Quanto ao estatuto da Ucrânia, Wade fala de um modelo comparável ao da Finlândia e de uma redução monitorizada pela ONU da força militar no território ucraniano. Por muito respeito intelectual que a obra de Wade me inspire, esta última dimensão também me soa a música celestial. É que países como a Finlândia e a extensão do seu modelo para a Ucrânia já não podem ignorar que paredes meias, Rússia e Bielorússia, estão mentes e poderes que rasgam tratados como quem manuseia papel higiénico no quarto de banho. Ser neutral tem hoje um entendimento completamente diferente quando o país vizinho se comporta desabridamente e sem respeitar os princípios básicos da guerra.

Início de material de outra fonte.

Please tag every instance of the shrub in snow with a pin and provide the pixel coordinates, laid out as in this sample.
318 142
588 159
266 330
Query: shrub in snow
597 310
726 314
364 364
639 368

Quanto à última dimensão da base negocial de Wade, essa já tem mais sentido. Respeito pelas minorias étnicas ucranianas e russas em territórios adversos e admitir constitucionalmente o russo como uma segunda língua na Ucrânia, embora vá despertar a ira dos nacionalistas e radicais ucranianos, parecem ser matérias que para uma primeira avaliação possam estar na mesa das conversações. Aliás, conhecemos os alertas de gente inteligente e avisada que nos avisa da necessidade de não hostilizar o povo russo, pois nas condições atuais e dada a desinformação viciosa que o regime de Putin impõe internamente, é muito difícil perceber qual é o peso relativo dos russos que estão com Putin e dos russos que o têm de suportar pois levam na cabeça se manifestarem a sua oposição.
Por tudo isto, os meus respeitos para com a diplomacia empenhada, sobretudo pelo seu esforço de encontrar abertas num contexto tão negro e bloqueado.